40 Years of Certificate-of-Need Laws Across America

Forty years of peer-reviewed academic research—including the latest studies by researchers at the Mercatus Center at George Mason University—suggests that CON laws have not only failed to achieve their goals but have in many cases led to the opposite of what those who enacted the laws intended. 

In the summer of 2016, New Hampshire became the 15th state to repeal its “certificate-of-need” (CON) program. This means that 35 states and the District of Columbia currently prohibit entry or expansion of healthcare facilities through CON programs. These laws, which require government permission before a facility can expand, offer a new service, or purchase certain pieces of equipment, were enacted in the belief that they would achieve several goals. 

  1. Ensure an adequate supply of health resources
  2. Ensure rural community access to care
  3. Increase the quality of care
  4. Ensure the provision of charity care to those unable to pay and for other underserved communities
  5. Encourage the use of hospital substitutes such as ambulatory surgery center (ASCs)
  6.  Restrain the cost of care

Forty years of peer-reviewed academic research—including the latest studies by researchers at the Mercatus Center at George Mason University—suggests that CON laws have not only failed to achieve their goals but have in many cases led to the opposite of what those who enacted the laws intended. 

Consider, for example, the stated aim of CON laws of increasing the supply of healthcare services. GMU professor and Mercatus Center scholar Thomas Stratmann and his coauthor Jake Russ found that CON is associated with a more limited supply of hospital beds and medical imaging equipment. In related research, Stratmann and PhD student Matthew C. Baker found that CON is associated with less utilization of medical imaging equipment among nonhospital providers. 

Or consider the goal of increasing rural access to care.
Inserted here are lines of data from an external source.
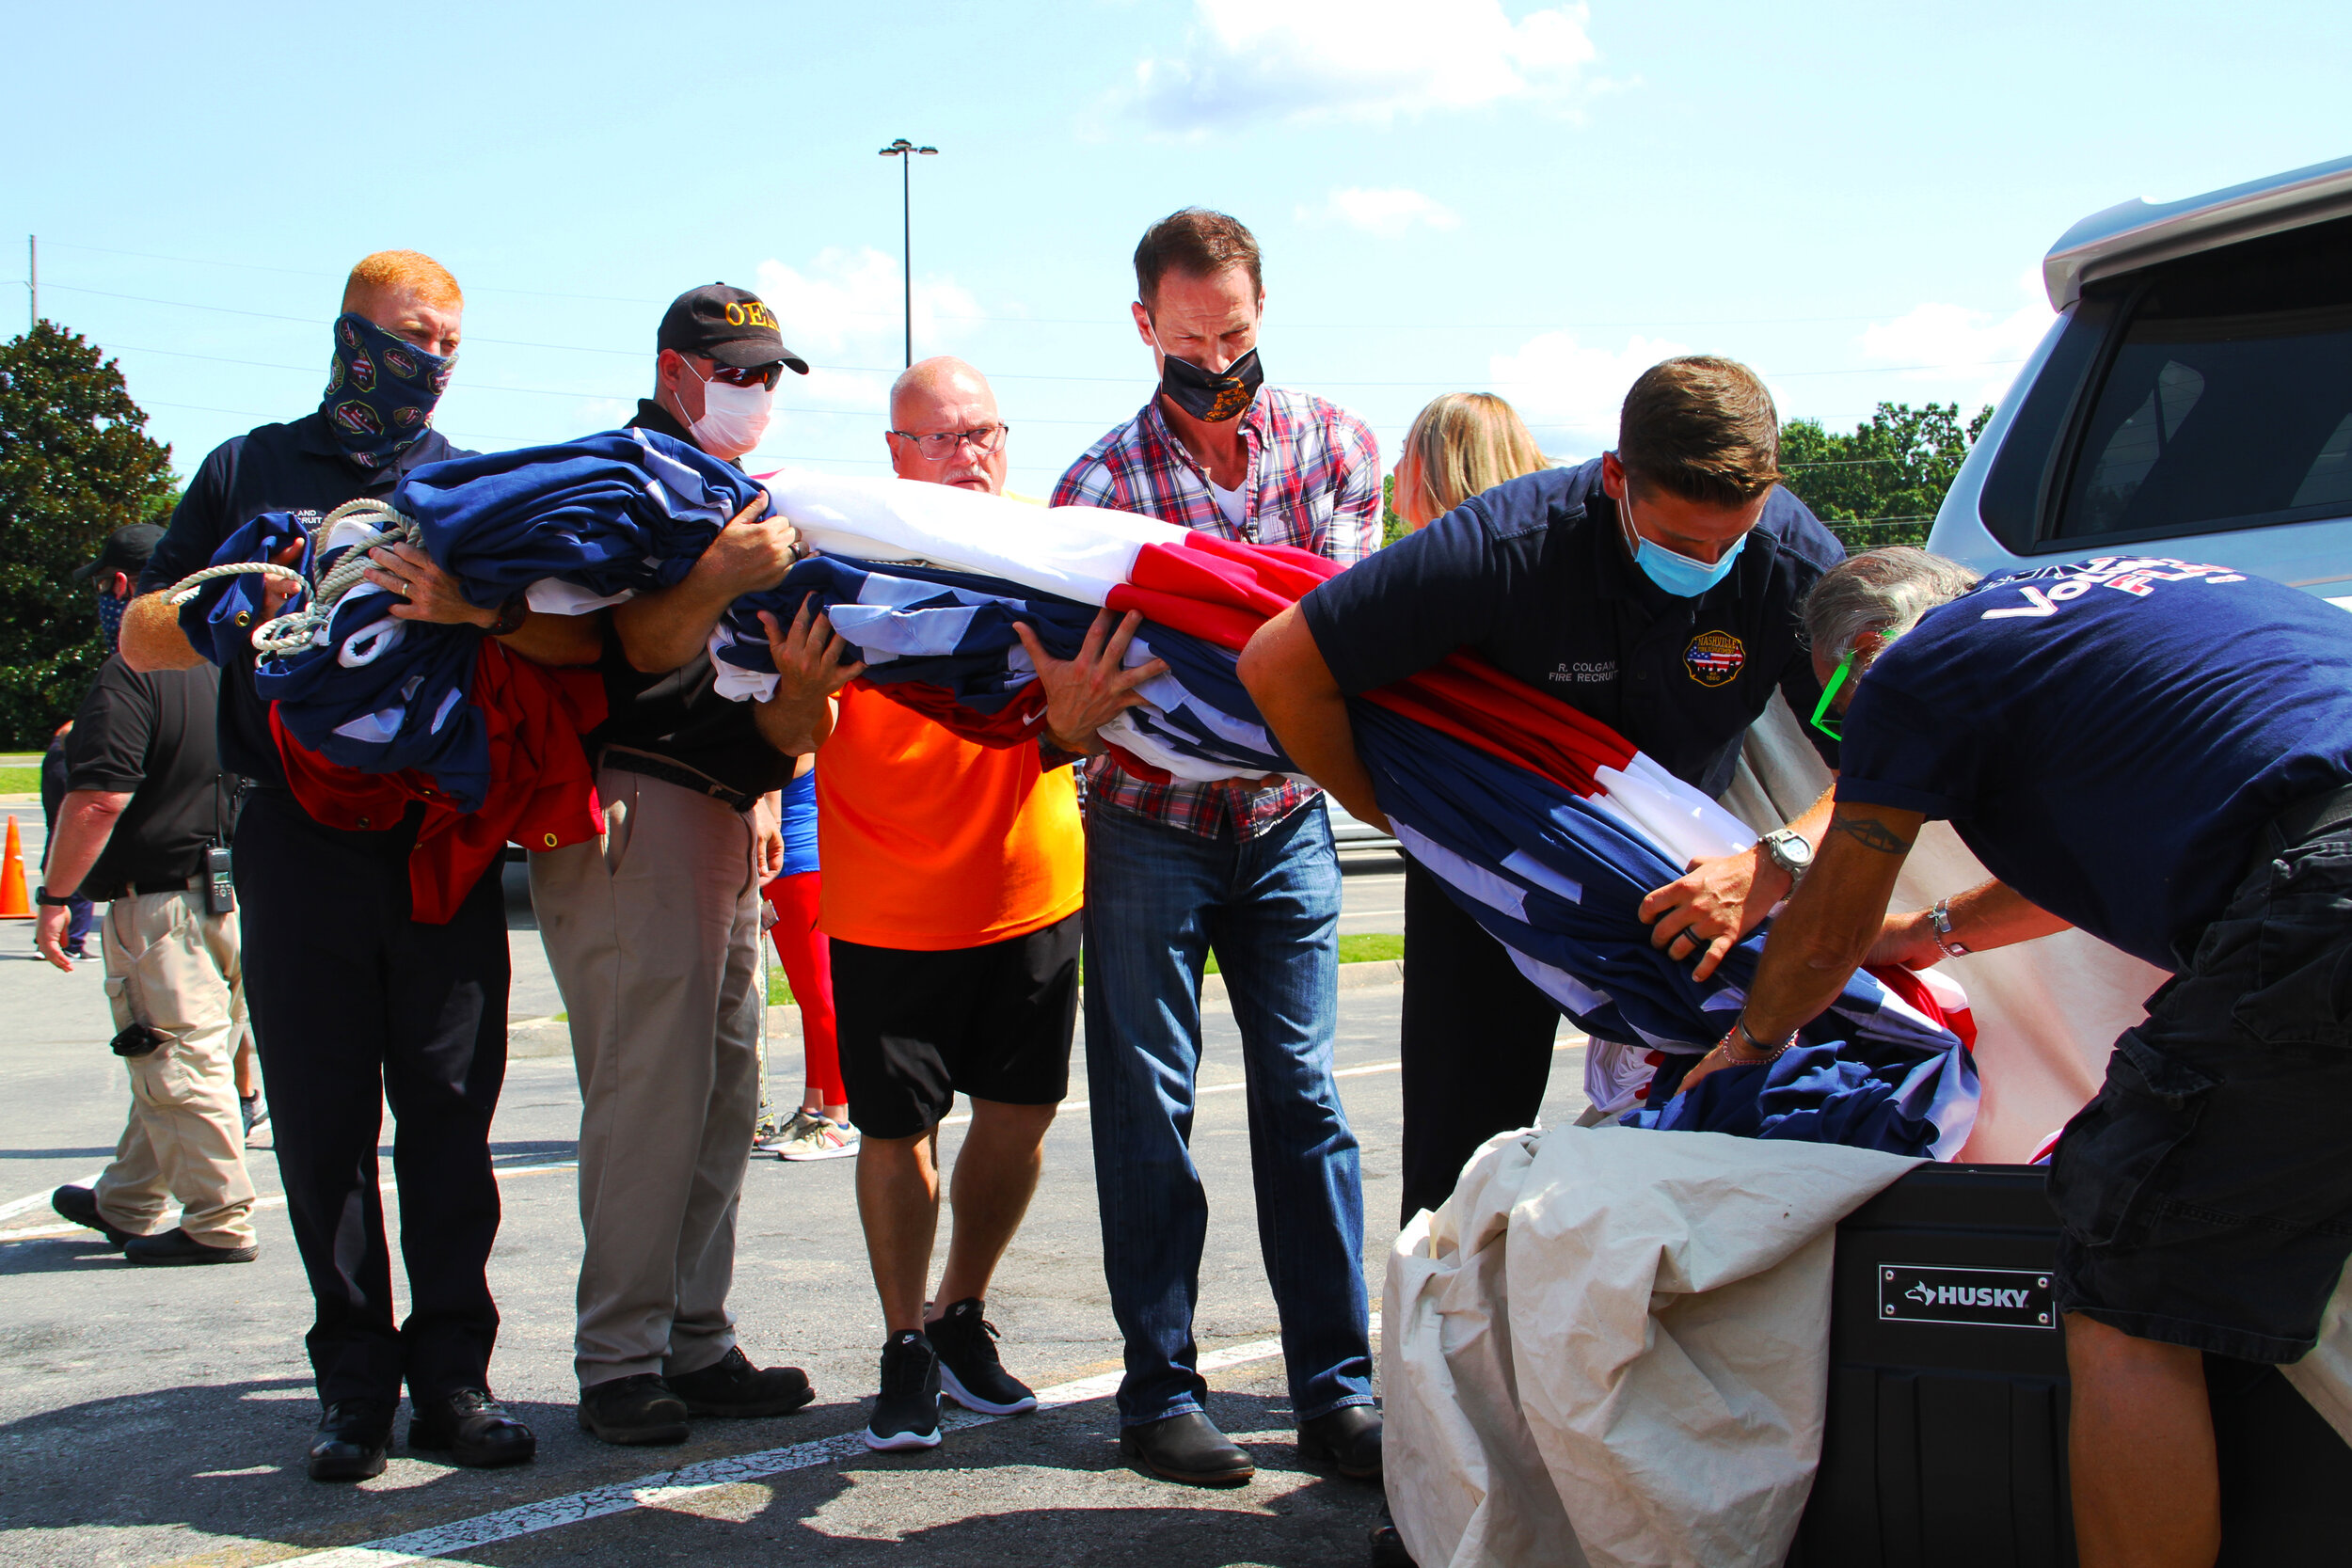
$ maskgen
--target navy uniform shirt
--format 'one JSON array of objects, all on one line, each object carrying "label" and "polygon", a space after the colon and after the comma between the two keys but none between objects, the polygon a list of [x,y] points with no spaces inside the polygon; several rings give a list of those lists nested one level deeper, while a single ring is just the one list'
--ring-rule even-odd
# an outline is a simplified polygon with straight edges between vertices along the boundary
[{"label": "navy uniform shirt", "polygon": [[[232,436],[213,449],[188,483],[171,514],[171,527],[139,574],[139,592],[168,588],[211,565],[213,552],[264,512],[327,513],[348,500],[381,499],[412,468],[472,455],[451,446],[439,431],[427,430],[382,467],[362,468],[343,455],[326,417],[316,412]],[[269,706],[253,689],[249,651],[240,668],[221,673],[222,765],[283,788],[286,770],[270,738]]]},{"label": "navy uniform shirt", "polygon": [[[1600,460],[1471,497],[1299,601],[1353,696],[1467,648],[1609,725],[1719,796],[1775,688],[1799,717],[1821,695],[1797,607],[1846,549],[1774,489],[1723,581],[1677,598],[1633,563]],[[1807,726],[1822,760],[1836,743]]]},{"label": "navy uniform shirt", "polygon": [[2352,781],[2352,615],[2226,566],[2044,566],[1930,610],[1845,735],[1838,800],[1948,819],[2035,904],[2179,969],[2256,831]]},{"label": "navy uniform shirt", "polygon": [[[639,400],[637,417],[628,422],[632,429],[694,441],[657,403]],[[651,752],[745,795],[765,795],[792,782],[793,759],[759,733],[752,705],[720,695],[707,649],[696,650],[675,670],[649,675],[629,663],[620,634],[608,622],[597,673],[610,717],[589,737],[590,754],[605,746]]]}]

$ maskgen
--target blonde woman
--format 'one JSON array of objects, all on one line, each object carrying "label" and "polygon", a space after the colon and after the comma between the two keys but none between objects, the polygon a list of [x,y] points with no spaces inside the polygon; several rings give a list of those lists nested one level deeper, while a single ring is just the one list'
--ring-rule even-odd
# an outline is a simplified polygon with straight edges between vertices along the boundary
[{"label": "blonde woman", "polygon": [[1448,392],[1413,418],[1396,460],[1396,511],[1427,528],[1481,490],[1551,466],[1518,411],[1492,392]]}]

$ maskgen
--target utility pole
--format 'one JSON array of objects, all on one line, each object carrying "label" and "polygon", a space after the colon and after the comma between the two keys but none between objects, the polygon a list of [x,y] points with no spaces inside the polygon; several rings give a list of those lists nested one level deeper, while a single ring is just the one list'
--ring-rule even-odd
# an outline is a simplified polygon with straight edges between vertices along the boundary
[{"label": "utility pole", "polygon": [[914,363],[914,198],[907,166],[918,156],[936,155],[939,149],[917,147],[900,136],[881,150],[883,157],[898,160],[899,244],[905,247],[906,257],[907,363],[912,365]]},{"label": "utility pole", "polygon": [[24,292],[33,296],[32,325],[24,329],[30,332],[33,327],[40,325],[40,236],[39,234],[24,236]]}]

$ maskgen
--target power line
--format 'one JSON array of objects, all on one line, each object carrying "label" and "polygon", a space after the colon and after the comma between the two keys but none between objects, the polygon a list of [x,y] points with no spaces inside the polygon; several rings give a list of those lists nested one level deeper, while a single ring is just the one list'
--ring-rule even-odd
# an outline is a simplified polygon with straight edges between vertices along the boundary
[{"label": "power line", "polygon": [[[236,359],[231,358],[230,356],[225,354],[195,354],[186,349],[149,348],[140,343],[101,343],[99,346],[108,354],[161,354],[173,359],[201,359],[206,364],[211,365],[243,365],[251,370],[285,371],[294,375],[315,375],[320,373],[316,366],[281,365],[272,359]],[[461,385],[468,391],[518,392],[528,393],[532,397],[604,398],[608,400],[619,398],[623,401],[628,401],[628,399],[632,396],[632,394],[627,393],[589,391],[568,387],[509,387],[483,381],[468,381],[462,383]],[[873,420],[886,417],[888,410],[882,407],[818,408],[806,404],[785,403],[778,405],[778,412],[787,416],[795,414],[835,414],[851,419]],[[1023,424],[1073,425],[1099,425],[1102,423],[1100,420],[1045,420],[1030,418],[1025,418],[1021,422]]]},{"label": "power line", "polygon": [[[167,306],[174,309],[210,310],[222,315],[250,316],[259,321],[294,322],[305,326],[325,326],[327,325],[326,322],[320,321],[316,317],[311,316],[282,316],[272,311],[241,310],[226,305],[199,305],[191,300],[156,299],[147,294],[125,294],[116,293],[104,289],[85,289],[78,284],[53,283],[50,287],[53,289],[66,289],[74,293],[95,294],[102,299],[125,299],[142,305]],[[643,349],[596,348],[584,343],[539,343],[532,342],[528,340],[520,338],[471,338],[467,341],[475,343],[492,343],[502,348],[548,349],[564,354],[608,354],[618,355],[621,357],[628,359],[643,359],[645,357],[645,353]],[[1757,373],[1763,375],[1767,380],[1792,381],[1801,377],[1821,375],[1901,375],[1914,371],[1998,370],[2004,366],[2022,365],[2024,363],[2025,359],[2023,356],[2020,356],[2015,359],[1954,360],[1934,365],[1863,365],[1851,368],[1818,371],[1761,371]],[[830,371],[835,374],[841,375],[895,375],[898,373],[895,368],[887,365],[818,365],[814,368],[820,371]],[[1006,371],[992,375],[989,379],[992,381],[1056,381],[1070,384],[1129,387],[1135,385],[1138,378],[1132,375],[1044,375],[1033,372],[1023,372]],[[1414,381],[1319,381],[1317,385],[1323,387],[1361,388],[1460,387],[1465,383],[1489,387],[1541,387],[1548,385],[1548,383],[1536,379],[1494,381],[1485,376],[1449,376],[1442,378],[1423,378]]]},{"label": "power line", "polygon": [[[318,277],[329,280],[339,280],[344,276],[342,273],[314,272],[296,267],[263,266],[259,262],[254,261],[224,261],[213,257],[165,256],[151,250],[123,250],[113,245],[74,245],[59,240],[52,240],[49,243],[52,245],[61,245],[68,250],[87,250],[102,256],[132,256],[142,261],[170,261],[176,265],[182,266],[230,267],[240,272],[263,272],[275,274],[284,277]],[[67,287],[67,285],[52,284],[51,287],[64,288]],[[97,291],[85,290],[83,292],[95,293]],[[516,289],[487,283],[474,285],[473,292],[485,294],[514,294],[526,299],[573,299],[605,305],[642,305],[649,309],[659,309],[669,303],[668,300],[646,299],[634,294],[569,293],[552,289]],[[122,295],[119,297],[129,298],[132,296]],[[218,309],[218,307],[214,307],[213,309]],[[896,317],[898,314],[898,312],[895,310],[850,309],[841,310],[839,313],[847,316],[867,316],[876,320],[887,320]],[[290,320],[293,318],[278,317],[274,319]],[[931,319],[934,321],[981,322],[995,325],[1009,326],[1124,326],[1127,324],[1127,317],[1116,311],[1108,311],[1100,316],[1000,316],[988,314],[950,314],[946,311],[934,310],[931,312]],[[1375,330],[1388,332],[1565,332],[1603,326],[1828,326],[1852,322],[1883,321],[1884,319],[1885,312],[1880,312],[1877,315],[1858,316],[1710,316],[1680,319],[1667,316],[1631,316],[1617,321],[1281,321],[1278,323],[1278,325],[1285,332],[1364,332]],[[483,341],[487,341],[488,340]]]}]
Stratmann and Mercatus Center research fellow Christopher Koopman found that CON is associated with fewer, not more, rural hospitals.

Though policymakers didn’t originally intend CON as a quality-enhancing regulation, many advocates now contend that it might increase quality by channeling more procedures through fewer hospitals, allowing those hospitals to gain expertise. In research with Mercatus MA fellow David Wille, however, Professor Stratmann finds that CON regulation is associated with lower, not higher, quality, as measured along multiple dimensions.

The now-repealed federal statute that encouraged states to adopt CON laws explicitly stated that one goal of CONs was to encourage the appropriate use of hospital substitutes such as ambulatory surgery centers (ACSs). Ironically, however, 28 states currently require ASC-specific CONs, effectively limiting the supply of these hospital substitutes. Some CON advocates defend these limits by contending that these lower-cost centers take the highest-paying customers away from hospitals. But Stratmann and Koopman’s work found that CON regulations seem to limit the supply of both ASCs and traditional hospitals. 

Nor does the evidence suggest that these regulations advance the goal of reducing healthcare costs. On the contrary, the preponderance of evidence suggests that these regulations are associated with higher healthcare prices and higher overall healthcare spending, as is evident in Matthew Mitchell’s review of decades of research as well as in the latest research by Professor James Bailey of Creighton University.

As these maps show, the first state to institute a CON program was New York in 1964, followed by Rhode Island, Maryland, California, and 22 other states over the next 10 years. In 1974, Congress passed the National Health Planning and Resources Development Act, requiring states to implement CON requirements in order to receive funding through certain federal programs. Louisiana was the only state not to implement a CON program during this time.

In 1986, the federal government repealed the CON mandate, and many states immediately began retiring their CON programs. By 1990, California, Colorado, Idaho, Kansas, Minnesota, New Mexico, South Dakota, Texas, Utah, Wisconsin, and Wyoming (a total of 11 states) had repealed their CON programs. (Arizona dropped CON regulations for most procedures but continued a regulation that limits air ambulances. Because of its limited scope, most analysts exclude Arizona from their empirical studies. For the purposes of this map, however, we include it as a CON state.) This left 39 states and the District of Columbia with these laws, although Wisconsin reinstated its program in 1993.

By 2000, Indiana, North Dakota, and Pennsylvania had repealed their programs. This brought the number of states with CON programs to 37 (and DC). Since 2000, Wisconsin had been the only state to repeal its CON program until New Hampshire did so in 2016. So now 35 states and the District of Columbia retain these restrictions.